Examples of well-known large language models
The best-known LLMs include the following:
- GPT models (OpenAI) are among the most widely used. They offer strong performance in generative language production and have broad support from tools, integrations, and community resources.
- LLaMA models (Meta) are often open (at least in part), are used in research and specialised application scenarios, and allow for customisation to specific requirements.
- Gemini (Google DeepMind) is a family of models that has been around since December 2023 and is considered the successor to LaMDA and PaLM. Gemini includes variants such as Gemini Ultra, Gemini Pro, Gemini Flash and Gemini Nano. These are multimodal models, i.e. models that can process other modalities such as images in addition to text. A particularly notable feature of Gemini is its very large context window.
- Claude (Anthropic) is a language model that has been in development since 2023. It is based on the ‘Constitutional AI’ approach, in which the behaviour of the model is controlled by a set of rules. Claude has been released in several generations (Claude 1, 2 and 3) and is undergoing continuous development.
LLMs and Search Engines
With the increasing capabilities of LLMs, a central question has emerged that is currently being widely discussed: Are Large Language Models replacing traditional search engines?
Conventional search engines such as Google or Bing are fundamentally based on crawling, indexing, and ranking web pages. Users enter search terms, receive a list of results, and click through to relevant content. This interaction is information-oriented but fragmented: the user remains responsible for filtering information, verifying sources, and combining content on their own.
LLMs, by contrast, offer a direct, language-based interface, which makes usability simpler. Instead of lists of links, they provide (seemingly) complete answers—often with summaries, arguments, or context. The user experience changes: instead of “Find information about X”, the focus shifts to “Explain X to me”. This marks a move from searching to understanding. In many “clear-cut” scenarios—questions for which there is only one correct answer, such as simple factual queries, definitions, or instructions—LLMs already replace traditional web searches almost entirely.
This shift also changes the behaviour of providers. Since March 2025, Google has been integrating LLM components directly into its search results through its AI Overviews, displaying AI-generated responses above traditional search listings and experimenting with dialogue-based interfaces. Bing took a similar step early on with the integration of GPT technology into “Bing Chat”, putting pressure on Google to respond. Startups such as Perplexity.ai are also focusing entirely on an LLM-driven search experience that includes sources, but primarily communicates through natural language.
At the same time, traditional search engines remain relevant—particularly in areas where source verification, up-to-date information, and transparency are crucial. While LLMs can generate fluent answers, they do not always provide verifiable evidence or current content. Especially for breaking news, complex research, or legally binding information, searching through linked sources remains indispensable.
In the long term, a process of hybridisation is emerging: search engines and LLMs are gradually converging. Users receive AI-generated answers with source references but can also research further, add context, or verify information. This development represents not a displacement but a realignment of the search process—from the click-based model to a dialogic structure, from a list of URLs to an answer on equal footing.

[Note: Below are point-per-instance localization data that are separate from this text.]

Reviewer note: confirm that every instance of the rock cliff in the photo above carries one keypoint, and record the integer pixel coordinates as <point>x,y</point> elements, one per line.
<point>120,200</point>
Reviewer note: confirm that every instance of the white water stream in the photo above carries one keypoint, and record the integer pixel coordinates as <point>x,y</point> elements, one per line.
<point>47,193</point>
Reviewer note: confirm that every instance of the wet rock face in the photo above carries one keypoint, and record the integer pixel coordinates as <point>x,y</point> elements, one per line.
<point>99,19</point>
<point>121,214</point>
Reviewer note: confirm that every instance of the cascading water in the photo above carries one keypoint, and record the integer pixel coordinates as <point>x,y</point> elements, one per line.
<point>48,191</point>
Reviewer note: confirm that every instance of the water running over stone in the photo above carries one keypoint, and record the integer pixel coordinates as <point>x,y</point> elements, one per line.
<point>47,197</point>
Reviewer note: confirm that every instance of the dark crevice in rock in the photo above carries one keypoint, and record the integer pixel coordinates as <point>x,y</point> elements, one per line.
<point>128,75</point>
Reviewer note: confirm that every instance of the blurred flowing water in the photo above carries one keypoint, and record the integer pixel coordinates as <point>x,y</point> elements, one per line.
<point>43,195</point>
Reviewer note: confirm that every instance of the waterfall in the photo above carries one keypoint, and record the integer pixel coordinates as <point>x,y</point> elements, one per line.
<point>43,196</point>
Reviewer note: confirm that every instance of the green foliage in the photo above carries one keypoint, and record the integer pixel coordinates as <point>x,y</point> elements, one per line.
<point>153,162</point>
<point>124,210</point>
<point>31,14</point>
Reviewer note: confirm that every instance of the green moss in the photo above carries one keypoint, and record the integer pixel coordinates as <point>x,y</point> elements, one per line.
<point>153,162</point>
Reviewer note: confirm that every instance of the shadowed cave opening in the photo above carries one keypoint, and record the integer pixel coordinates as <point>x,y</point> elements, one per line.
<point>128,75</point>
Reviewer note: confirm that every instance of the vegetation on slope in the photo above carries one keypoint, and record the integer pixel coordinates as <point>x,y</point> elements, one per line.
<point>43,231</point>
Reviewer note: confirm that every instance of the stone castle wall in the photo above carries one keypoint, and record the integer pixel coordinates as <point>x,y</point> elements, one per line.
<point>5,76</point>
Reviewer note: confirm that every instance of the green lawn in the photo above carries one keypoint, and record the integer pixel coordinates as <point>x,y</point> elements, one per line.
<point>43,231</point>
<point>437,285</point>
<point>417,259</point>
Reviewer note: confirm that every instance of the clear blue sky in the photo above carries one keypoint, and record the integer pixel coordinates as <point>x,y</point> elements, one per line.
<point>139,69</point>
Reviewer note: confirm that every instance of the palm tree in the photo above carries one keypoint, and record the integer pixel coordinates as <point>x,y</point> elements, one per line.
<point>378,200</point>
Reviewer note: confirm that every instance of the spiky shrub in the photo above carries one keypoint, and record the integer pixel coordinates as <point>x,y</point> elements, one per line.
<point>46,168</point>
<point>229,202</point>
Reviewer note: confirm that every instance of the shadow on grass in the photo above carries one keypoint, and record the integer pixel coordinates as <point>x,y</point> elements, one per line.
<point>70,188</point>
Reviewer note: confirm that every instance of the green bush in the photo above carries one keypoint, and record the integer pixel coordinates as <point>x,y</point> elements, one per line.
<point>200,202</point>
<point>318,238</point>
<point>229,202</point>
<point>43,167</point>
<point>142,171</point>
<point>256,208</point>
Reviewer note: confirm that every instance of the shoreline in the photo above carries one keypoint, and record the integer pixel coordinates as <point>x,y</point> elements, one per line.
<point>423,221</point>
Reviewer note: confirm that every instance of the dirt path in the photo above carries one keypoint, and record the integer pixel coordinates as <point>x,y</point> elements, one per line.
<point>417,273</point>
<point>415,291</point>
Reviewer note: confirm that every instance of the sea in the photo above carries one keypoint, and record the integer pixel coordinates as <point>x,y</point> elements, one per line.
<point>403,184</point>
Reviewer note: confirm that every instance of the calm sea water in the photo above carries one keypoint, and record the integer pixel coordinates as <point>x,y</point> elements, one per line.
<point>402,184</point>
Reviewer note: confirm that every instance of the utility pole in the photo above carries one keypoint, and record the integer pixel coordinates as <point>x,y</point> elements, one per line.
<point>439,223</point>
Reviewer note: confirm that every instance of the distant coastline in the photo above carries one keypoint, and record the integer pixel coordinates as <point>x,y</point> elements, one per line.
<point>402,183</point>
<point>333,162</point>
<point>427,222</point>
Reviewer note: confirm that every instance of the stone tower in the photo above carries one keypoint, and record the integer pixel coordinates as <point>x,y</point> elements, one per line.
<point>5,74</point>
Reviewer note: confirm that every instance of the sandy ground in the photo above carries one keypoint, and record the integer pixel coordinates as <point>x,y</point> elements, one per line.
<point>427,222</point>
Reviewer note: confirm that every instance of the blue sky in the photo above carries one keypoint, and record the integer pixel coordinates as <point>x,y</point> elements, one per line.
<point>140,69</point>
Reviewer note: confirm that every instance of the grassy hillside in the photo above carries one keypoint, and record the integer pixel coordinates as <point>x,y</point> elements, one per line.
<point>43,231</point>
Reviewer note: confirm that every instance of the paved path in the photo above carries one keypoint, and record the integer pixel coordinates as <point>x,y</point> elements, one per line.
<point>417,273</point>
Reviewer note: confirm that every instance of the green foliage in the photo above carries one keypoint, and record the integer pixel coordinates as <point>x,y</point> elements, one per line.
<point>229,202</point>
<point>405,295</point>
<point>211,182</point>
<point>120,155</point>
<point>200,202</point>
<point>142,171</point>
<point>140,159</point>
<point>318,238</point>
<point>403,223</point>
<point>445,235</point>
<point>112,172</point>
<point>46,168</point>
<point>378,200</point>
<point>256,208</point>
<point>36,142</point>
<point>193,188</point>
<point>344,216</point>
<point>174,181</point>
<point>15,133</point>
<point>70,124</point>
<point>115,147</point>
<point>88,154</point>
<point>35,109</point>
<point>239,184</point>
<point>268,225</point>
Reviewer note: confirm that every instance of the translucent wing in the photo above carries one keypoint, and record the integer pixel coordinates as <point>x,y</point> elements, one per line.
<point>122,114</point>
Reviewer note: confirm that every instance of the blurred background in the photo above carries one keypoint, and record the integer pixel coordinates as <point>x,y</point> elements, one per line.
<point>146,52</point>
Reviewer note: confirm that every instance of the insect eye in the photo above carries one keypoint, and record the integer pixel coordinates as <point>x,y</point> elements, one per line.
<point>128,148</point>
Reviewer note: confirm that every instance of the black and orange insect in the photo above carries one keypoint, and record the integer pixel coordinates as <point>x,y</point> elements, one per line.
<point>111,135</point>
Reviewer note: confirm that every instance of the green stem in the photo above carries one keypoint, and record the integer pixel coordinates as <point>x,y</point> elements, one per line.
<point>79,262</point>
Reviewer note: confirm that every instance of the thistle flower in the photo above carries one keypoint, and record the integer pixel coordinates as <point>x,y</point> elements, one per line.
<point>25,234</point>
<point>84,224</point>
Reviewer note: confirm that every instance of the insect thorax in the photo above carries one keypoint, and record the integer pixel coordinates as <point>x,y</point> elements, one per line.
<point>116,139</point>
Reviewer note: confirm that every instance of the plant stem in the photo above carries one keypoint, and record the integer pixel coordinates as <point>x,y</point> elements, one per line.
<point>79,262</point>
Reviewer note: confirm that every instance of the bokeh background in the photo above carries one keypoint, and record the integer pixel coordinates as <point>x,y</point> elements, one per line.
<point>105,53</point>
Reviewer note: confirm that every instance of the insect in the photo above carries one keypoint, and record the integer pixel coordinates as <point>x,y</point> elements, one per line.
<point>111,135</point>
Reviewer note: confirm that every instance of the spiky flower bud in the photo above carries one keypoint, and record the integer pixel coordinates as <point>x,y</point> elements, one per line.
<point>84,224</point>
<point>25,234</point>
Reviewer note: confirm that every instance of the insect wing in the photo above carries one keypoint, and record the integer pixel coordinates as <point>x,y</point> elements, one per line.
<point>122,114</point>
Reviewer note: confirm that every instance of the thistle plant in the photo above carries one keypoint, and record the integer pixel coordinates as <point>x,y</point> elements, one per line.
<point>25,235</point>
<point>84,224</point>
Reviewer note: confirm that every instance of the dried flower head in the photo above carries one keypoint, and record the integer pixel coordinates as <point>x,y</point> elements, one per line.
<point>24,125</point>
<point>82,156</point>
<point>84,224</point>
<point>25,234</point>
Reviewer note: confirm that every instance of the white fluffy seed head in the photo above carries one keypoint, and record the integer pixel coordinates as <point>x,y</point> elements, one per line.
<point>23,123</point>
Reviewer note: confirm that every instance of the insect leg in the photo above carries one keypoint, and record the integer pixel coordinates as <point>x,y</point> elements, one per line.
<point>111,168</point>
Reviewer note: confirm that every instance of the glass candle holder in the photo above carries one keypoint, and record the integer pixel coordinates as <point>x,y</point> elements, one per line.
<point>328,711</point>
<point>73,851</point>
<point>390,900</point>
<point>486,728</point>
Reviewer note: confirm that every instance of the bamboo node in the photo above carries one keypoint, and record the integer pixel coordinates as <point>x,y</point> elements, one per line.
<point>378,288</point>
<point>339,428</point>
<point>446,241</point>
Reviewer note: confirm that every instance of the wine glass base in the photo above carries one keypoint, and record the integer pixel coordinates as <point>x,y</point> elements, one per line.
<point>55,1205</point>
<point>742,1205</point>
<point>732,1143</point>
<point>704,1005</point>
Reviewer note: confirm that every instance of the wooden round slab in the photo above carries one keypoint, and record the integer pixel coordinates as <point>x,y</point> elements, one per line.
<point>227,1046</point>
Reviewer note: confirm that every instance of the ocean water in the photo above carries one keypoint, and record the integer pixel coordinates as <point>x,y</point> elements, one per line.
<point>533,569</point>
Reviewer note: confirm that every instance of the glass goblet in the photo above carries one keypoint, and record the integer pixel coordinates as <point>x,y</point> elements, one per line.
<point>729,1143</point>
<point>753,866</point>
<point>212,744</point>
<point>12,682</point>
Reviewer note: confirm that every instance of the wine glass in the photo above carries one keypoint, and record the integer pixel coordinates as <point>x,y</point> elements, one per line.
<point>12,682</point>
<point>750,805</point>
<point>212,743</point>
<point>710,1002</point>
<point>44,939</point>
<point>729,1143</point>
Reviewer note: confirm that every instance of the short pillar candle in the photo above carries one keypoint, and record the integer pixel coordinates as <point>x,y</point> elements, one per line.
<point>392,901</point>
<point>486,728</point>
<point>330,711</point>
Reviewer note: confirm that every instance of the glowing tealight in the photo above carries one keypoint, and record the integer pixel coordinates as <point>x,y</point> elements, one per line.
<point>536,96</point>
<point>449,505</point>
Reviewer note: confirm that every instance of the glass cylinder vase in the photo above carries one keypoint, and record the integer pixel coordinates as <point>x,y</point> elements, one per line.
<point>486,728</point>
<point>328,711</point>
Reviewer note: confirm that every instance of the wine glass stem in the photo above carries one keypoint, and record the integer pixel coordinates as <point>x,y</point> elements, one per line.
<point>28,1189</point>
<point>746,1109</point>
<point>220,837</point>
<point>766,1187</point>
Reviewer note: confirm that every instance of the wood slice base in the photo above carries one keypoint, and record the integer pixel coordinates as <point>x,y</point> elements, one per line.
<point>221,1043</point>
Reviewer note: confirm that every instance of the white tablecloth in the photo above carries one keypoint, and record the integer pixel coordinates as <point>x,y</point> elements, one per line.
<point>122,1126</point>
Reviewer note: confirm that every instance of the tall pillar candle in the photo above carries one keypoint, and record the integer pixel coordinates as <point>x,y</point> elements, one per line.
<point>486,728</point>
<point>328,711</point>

For SEO, this means that content must become not only machine-readable but also model-intelligible. Structure, clarity, authority, and context gain even greater importance. At the same time, SEO professionals must prepare for significantly reduced reach, since in many AI-generated responses to questions with only one correct answer, no further clicks are required. However, this does not mean that SEO will cease to generate clicks altogether.